De Tianjun [5049 Pts], le 13 Juin 2012 à 10h52

Merci ! ^___^

J'ai littéralement redécouvert la série avec la rédaction de ce dossier, elle méritait bien une relecture globale et plus posée. Et quel final ! 

Thot

De Thot [893 Pts], le 12 Juin 2012 à 14h13

Excellent dossier, pointu, construit, détaillé, fouillé...

Bravo pour cette mise en valeur réussie d'une série magnifique!

Nintenn

De Nintenn [1564 Pts], le 09 Juin 2012 à 12h42

Des personnages forts, un dessin particulier et une ambiance singulière avec des paysages qu'on a pas l'habitude de voir le tout sur un scénario très bien monté. Le dernier tome est bientôt dans ma bibliothèque j'ai hâte de voir le dénouement.

 

Tomoyochan

De Tomoyochan [1626 Pts], le 08 Juin 2012 à 21h07

20/20

Très bon dossier pour une série malheureusement méconnue, toute en finesse et en poésie.

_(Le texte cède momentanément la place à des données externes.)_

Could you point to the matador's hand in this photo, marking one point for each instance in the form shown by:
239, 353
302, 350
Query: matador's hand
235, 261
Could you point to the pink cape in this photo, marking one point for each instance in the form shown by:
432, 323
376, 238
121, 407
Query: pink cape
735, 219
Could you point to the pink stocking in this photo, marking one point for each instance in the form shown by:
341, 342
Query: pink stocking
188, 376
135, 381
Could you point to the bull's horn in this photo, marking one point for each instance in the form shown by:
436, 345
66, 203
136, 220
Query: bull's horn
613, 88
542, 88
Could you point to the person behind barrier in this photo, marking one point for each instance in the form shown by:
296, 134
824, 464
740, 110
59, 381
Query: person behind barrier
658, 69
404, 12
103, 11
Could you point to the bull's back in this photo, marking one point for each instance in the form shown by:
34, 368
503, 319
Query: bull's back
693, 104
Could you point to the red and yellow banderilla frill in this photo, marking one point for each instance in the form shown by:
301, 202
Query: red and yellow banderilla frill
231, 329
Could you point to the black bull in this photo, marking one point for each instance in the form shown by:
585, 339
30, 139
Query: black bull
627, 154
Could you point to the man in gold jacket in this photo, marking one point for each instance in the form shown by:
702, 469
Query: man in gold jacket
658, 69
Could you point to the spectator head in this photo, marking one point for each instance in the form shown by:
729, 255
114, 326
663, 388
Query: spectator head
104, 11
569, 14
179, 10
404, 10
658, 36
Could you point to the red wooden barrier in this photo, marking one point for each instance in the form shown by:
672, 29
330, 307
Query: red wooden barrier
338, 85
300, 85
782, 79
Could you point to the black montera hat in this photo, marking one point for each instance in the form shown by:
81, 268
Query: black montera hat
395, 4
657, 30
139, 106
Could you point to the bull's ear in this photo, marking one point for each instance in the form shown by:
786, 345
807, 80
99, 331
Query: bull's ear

Les personnages, en particulier Mitsu, sont tous très attachants. La série évolue naturellement, tout en retenue, au rythme des tranches de vie des protagonistes. Le dessin très doux est original et donne d'autant plus de force au récit. Une série magnifique qui gagne vraiment à être lue et reconnue.